Though quite aggressive at the plate, he has a good hit tool and I think there is some more power to be discovered in him. He's not a burner on the base paths, but he does have average speed and good instincts and awareness there. The problem, of course is the defense, where two plays in particular stood out. The first, where he charged the ball after a sac bunt attempt, slipped as he bent down to field it barehanded, and nearly fell on his keister in the process. And the second came about on a routine grounder where he let the ball play him rather than charge it and take control of the situation. The ball came right to him, but it took a bit of a large hope (about chest high) and he played it off to his side rather than get in front of it. Since he waited for the ball to come to him he had to rush his throw to 1B and it sailed high, pulling Christian Walker off the bag.

These two plays happened in the same inning and cost his pitcher an earned run as well as a number of additional pitches. He also demonstrated a slow first step and fall down range on some balls hit into the 3B-SS hole. Barring some epiphany, he did not look like he has any business as a third baseman. It was certainly worth a shot to see if he could hack it, just as it was worth a shot to see if he could hack it at 2B last season. Neither worked out. He had seen time at 1B last season (after returning from a mid season knee injury) and now has seen a game there this season as well. I'd like to see him get a shot in either RF (preferable, just to see if his arm can play out there) or LF before moving him to 1B.
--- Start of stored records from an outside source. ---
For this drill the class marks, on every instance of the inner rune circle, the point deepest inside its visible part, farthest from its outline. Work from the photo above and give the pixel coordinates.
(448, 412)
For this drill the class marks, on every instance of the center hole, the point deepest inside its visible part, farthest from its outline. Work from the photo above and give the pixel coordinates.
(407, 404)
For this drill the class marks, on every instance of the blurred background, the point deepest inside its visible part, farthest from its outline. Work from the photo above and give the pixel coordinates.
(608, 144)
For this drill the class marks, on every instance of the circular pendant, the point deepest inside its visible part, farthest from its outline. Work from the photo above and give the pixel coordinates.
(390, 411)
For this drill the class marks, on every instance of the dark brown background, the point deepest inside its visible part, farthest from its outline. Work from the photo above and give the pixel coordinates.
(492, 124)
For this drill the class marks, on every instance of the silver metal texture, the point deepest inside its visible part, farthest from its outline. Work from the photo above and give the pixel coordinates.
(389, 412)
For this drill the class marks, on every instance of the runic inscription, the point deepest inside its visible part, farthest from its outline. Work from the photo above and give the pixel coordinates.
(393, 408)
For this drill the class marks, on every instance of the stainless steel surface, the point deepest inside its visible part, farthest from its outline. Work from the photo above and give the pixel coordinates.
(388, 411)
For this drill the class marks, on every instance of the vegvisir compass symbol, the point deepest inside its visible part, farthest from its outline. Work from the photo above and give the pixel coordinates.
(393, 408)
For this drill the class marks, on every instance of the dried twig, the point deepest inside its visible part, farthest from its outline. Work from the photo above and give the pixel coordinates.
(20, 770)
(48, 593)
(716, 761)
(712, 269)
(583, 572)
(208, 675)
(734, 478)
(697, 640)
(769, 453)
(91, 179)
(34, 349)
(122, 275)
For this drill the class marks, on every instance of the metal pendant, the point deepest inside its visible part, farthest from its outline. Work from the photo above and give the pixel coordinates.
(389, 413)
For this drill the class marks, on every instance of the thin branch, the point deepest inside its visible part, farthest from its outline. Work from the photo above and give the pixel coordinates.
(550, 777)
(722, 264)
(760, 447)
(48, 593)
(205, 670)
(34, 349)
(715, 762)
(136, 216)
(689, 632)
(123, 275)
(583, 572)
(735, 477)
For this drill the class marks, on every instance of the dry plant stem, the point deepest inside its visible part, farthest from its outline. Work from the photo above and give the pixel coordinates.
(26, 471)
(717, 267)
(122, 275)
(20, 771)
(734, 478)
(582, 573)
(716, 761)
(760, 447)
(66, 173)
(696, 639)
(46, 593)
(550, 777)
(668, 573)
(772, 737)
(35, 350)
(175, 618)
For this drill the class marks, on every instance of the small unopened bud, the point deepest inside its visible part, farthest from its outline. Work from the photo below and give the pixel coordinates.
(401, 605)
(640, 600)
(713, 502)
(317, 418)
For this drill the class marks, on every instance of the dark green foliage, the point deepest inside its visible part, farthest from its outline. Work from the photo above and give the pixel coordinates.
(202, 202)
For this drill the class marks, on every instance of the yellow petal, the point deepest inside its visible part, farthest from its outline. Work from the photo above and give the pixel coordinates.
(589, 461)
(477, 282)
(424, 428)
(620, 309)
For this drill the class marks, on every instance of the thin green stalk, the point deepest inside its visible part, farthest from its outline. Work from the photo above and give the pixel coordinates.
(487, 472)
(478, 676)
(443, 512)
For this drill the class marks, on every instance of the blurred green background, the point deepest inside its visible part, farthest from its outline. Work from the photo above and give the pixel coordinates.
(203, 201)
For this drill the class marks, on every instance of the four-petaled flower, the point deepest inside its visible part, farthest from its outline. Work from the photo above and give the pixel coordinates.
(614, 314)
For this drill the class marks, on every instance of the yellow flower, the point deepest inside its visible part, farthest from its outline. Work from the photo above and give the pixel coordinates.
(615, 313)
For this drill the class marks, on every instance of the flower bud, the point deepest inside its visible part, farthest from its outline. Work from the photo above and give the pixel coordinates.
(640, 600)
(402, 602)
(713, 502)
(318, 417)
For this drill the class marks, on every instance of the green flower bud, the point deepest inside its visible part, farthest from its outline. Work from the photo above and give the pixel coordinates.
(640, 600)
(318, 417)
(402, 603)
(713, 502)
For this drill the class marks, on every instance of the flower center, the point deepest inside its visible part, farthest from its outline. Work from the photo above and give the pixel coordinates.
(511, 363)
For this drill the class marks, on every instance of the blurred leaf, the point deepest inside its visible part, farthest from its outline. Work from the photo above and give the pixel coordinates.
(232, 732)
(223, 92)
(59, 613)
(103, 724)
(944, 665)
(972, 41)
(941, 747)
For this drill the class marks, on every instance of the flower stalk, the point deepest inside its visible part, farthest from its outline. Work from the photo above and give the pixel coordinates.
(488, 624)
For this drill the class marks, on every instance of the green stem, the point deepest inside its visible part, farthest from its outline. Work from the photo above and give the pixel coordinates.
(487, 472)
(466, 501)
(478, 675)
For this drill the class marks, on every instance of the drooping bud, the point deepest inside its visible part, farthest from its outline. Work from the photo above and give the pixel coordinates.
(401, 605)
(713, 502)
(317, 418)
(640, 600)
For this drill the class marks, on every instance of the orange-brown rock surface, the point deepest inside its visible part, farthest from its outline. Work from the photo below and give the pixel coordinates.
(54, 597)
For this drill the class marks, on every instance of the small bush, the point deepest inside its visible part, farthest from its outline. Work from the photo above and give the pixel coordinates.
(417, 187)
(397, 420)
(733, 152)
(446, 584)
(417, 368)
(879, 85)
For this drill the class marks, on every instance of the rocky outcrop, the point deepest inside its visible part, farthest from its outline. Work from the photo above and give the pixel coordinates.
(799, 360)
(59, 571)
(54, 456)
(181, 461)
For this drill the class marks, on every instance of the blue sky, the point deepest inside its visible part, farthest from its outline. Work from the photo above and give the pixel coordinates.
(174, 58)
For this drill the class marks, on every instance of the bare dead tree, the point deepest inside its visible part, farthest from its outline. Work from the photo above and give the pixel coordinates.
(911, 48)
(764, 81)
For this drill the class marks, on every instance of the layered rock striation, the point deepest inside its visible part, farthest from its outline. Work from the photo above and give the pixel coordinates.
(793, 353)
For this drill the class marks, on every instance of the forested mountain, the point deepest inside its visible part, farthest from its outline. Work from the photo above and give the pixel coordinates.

(OF) Tucker Nathans is a 24 year old player signed out of the Independent Leagues earlier this year. He was promoted to Frederick just prior to this series, so I got to see his first taste of advanced A ball. He got off to a decent start as he singled and drew a walk in his first two plate appearances. Overall he went 3-11 in the series w/ 1 double, 1 SB, 2 BBs, and 5 Ks (3 of them looking). He's been on a multi-hit game streak since the final game of this series though, so I think he has adjusted to the uptick in quality of the pitching. He seemed to handle himself well enough in LF, though he didn't have many opportunities.
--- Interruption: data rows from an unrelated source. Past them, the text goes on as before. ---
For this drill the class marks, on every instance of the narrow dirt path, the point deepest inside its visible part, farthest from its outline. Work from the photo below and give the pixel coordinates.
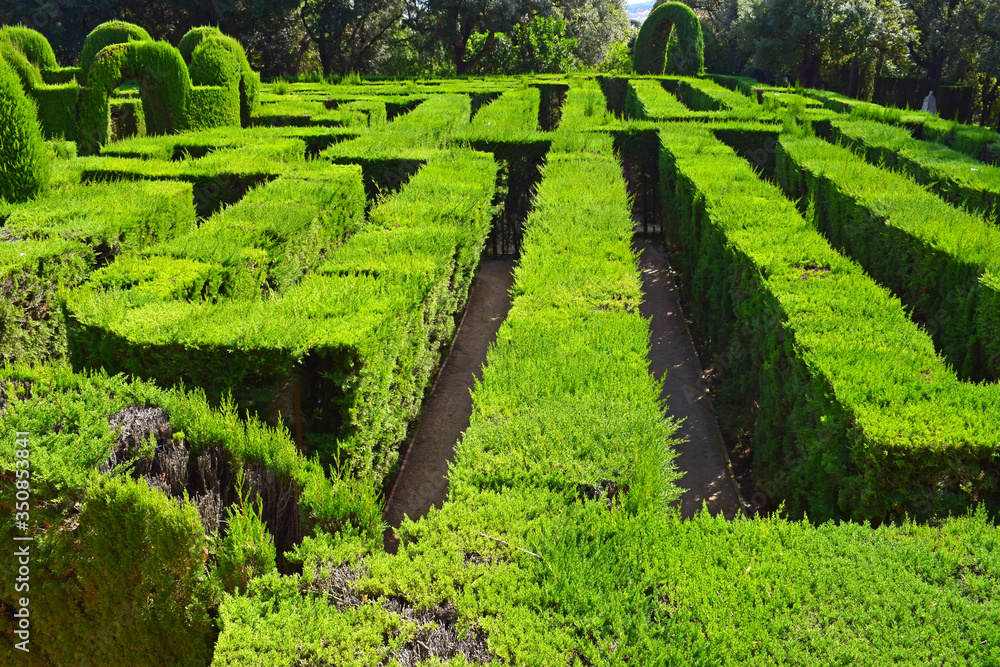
(702, 459)
(421, 482)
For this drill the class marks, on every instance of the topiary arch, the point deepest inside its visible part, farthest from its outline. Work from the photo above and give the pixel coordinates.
(650, 52)
(164, 84)
(249, 84)
(106, 34)
(32, 44)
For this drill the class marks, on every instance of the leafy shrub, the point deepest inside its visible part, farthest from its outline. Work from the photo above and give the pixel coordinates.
(675, 21)
(163, 77)
(106, 34)
(247, 551)
(26, 71)
(249, 85)
(929, 253)
(32, 44)
(24, 163)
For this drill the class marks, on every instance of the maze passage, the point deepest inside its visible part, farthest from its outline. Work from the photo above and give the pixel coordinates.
(225, 304)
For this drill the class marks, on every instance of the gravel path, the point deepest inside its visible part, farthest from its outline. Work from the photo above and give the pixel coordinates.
(703, 460)
(422, 481)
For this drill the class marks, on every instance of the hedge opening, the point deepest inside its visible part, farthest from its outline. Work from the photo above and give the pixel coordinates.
(670, 22)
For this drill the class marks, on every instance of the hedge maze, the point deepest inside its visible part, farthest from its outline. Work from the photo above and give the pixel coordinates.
(224, 303)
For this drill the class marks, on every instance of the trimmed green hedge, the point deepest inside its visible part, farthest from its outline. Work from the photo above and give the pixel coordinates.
(57, 108)
(932, 255)
(164, 80)
(106, 34)
(567, 425)
(130, 486)
(249, 84)
(976, 142)
(647, 99)
(268, 293)
(953, 175)
(850, 411)
(670, 22)
(32, 44)
(706, 95)
(24, 159)
(25, 70)
(56, 242)
(201, 143)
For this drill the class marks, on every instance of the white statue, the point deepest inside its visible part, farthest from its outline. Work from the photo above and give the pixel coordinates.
(930, 104)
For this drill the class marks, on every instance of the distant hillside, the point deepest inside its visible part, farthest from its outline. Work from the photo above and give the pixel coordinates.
(638, 11)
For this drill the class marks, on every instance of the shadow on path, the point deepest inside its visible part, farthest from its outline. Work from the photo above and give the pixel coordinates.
(422, 481)
(702, 457)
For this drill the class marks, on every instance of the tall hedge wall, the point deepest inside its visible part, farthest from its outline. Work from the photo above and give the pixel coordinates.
(164, 80)
(106, 34)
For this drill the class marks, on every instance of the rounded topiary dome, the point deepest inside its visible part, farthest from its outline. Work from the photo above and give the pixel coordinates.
(23, 154)
(249, 80)
(25, 70)
(106, 34)
(213, 64)
(190, 41)
(32, 44)
(649, 54)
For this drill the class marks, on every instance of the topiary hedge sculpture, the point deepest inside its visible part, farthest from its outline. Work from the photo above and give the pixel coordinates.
(215, 97)
(164, 83)
(106, 34)
(666, 23)
(249, 83)
(32, 44)
(23, 155)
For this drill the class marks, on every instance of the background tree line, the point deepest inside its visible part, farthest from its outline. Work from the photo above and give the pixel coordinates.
(845, 45)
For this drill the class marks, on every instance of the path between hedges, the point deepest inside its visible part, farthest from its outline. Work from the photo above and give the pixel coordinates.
(422, 481)
(702, 458)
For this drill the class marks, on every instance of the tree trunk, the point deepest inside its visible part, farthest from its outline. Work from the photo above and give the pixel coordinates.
(464, 67)
(854, 83)
(303, 50)
(325, 56)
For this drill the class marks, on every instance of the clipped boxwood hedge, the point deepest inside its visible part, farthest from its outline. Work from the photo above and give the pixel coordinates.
(672, 21)
(249, 85)
(23, 155)
(106, 34)
(32, 44)
(162, 75)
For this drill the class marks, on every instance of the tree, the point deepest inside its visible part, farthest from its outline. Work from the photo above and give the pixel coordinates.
(865, 36)
(595, 25)
(539, 46)
(785, 37)
(349, 33)
(455, 22)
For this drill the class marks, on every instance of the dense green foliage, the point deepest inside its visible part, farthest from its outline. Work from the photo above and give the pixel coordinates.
(566, 410)
(850, 409)
(124, 558)
(955, 176)
(32, 44)
(672, 20)
(248, 80)
(215, 93)
(165, 84)
(106, 34)
(932, 255)
(23, 156)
Two final players I'd like to mention, both of whom are outfielders who seem to have stalled out at the A+ level: Brenden Webb and Glynn Davis. Webb fascinated me last season as he seemed to demonstrate a tantalizing combo of fantastic plate discipline with some nice pop and speed. The problem was that he couldn't hit regularly; he was a '3 True Outcomes' type of player (meaning his PAs would typically end one of 3 ways: Hard hit (2B or HR), BB, or K). But with slightly better pitching in advanced A ball, his lack of a hit tool has proved fatal to his prospect status. He went 0-6 in the series with 3 Ks and 1 BB. He still has an eye for the strike zone. He just can't make contact enough as the stuff pitchers are throwing him has gotten better. He is still just 23, and perhaps he can adjust his approach. But he's not a prospect of any regard going forward.

The same can be said of (OF) Glynn Davis. A nice scouting find out of Catonsville C.C., Davis showed blazing speed and the ability to handle CF on defense. Unfortunately, much like Webb, he can't make consistent enough contact. Unlike Webb, Davis doesn't have much of any power to cover up a lacking hit tool, and his strike zone judgement appeared, to my eyes, to be pretty bad. He would jump back from pitches (non-breaking balls) that found the inside corner. He did manage to go 3-8, with no SB attempts and 2 Ks in the series. Unless he can improve the plate approach and add some pop when he does make contact, I just don't see it for him going forward.

So that covers the hitters of note that I saw. In Part 2 I will cover the pitchers I saw.